Le 27 aree protette gestite dalla Città metropolitana: Laghi di Ivrea, Champlas du Col - Colle del Sestriere, Colle Basset (Sestriere), Boscaglie di Tasso di Giaglione (Val Clarea), Pian della Mussa (Balme), Val Thuras (Cesana Torinese), Oasi del Prà-Barant, Stazioni di Myricaria Germanica (Val Pellice), Laghi di Meugliano e Alice Superiore (Valchiusella), Stagni dei Favari di Poirino, Oasi xerotermica di Oulx - Auberge, Oasi xerotermica di Oulx - Amazas, Pendici del Monte Chaberton, Bardonecchia - Val Fredda, Bosco di Pian Prà (Rorà), Scarmagno - Torre Canavese (Morena destra d'Ivrea), Les Arnauds e Punta Quattro Sorelle (Bardonecchia), Oasi xerotermica di Puys (Beaulard di Oulx), Valle della Ripa - Argentera (Sauze di Cesana), Arnodera - Colle Montabone (Gravere, Meana di Susa, Susa), Cima Fournier e Lago Nero (Cesana Torinese), Lago di Maglione, Stagno interrato di Settimo Rottaro, Boschi e paludi di Bellavista (Pavone Canavese, Ivrea), Palude di Romano Canavese, Monte Musinè e Laghi di Caselette, Boschi umidi e stagni di Cumiana.
Ovviamente un semplice elenco non rende giustizia ai veri e propri "tesori nascosti" delle aree protette gestite dalla Città metropolitana. Nell'area collinare che ospita i cinque Laghi di Ivrea e le "Terre ballerine" derivate dall'interramento dell'antico Lago Coniglio vivono mammiferi, rettili, pesci e invertebrati tutelati dalla Direttiva Habitat dell'Unione Europea. La zona ospita in alcuni periodi dell'anno gli uccelli migratori, perché si trova allo sbocco della Valle d'Aosta e lungo la rotta migratoria che segue il margine meridionale delle Alpi. Dalle praterie del Pian della Mussa si possono ammirare i massicci rocciosi che circondano la conca naturale e il ghiacciaio della Ciamarella e si può osservare il volo del biancone, del falco pecchiaiolo, del falco pellegrino, del fagiano di monte, del gufo reale e del picchio nero. Se poi si è particolarmente fortunati si possono vedere il gipeto e l'aquila reale. Il sito di Scarmagno, Torre Canavese (Morena destra di Ivrea) è apprezzato per i querceti, i castagneti, i boschi di ontano nero e di pioppo bianco. A pochi chilometri da Torino, il Monte Musinè e i Laghi di Caselette sono una delle aree piemontesi a maggiore biodiversità, con specie animali e vegetali rare a livello nazionale. I pendii del Musinè sono scoscesi e quasi privi di copertura vegetale. Le rocce hanno un tipico colore ferruginoso e il clima è più caldo di quanto ci si potrebbe attendere alle nostre latitudini e a quelle quote. A poca distanza, nei laghi di Caselette l'ambiente è boschivo e presenta zone paludose interessanti per la vegetazione acquatica, sia galleggiante che sommersa.

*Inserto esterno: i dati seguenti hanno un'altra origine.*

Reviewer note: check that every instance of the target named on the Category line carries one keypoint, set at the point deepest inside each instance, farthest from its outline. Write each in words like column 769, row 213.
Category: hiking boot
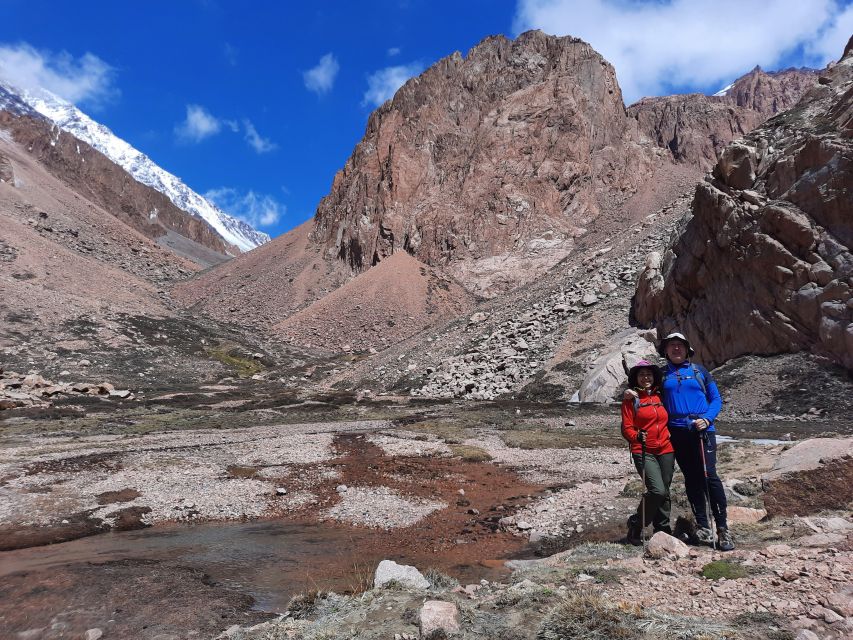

L'incremento di un turismo basato sul rispetto degli ambienti e sulla curiosità scientifica può aiutare l'opinione pubblica e gli amministratori locali a comprendere l'importanza della tutela naturalistica, da non vivere più come un limite ma come una ricchezza e un'occasione di sviluppo culturale, sociale ed economico.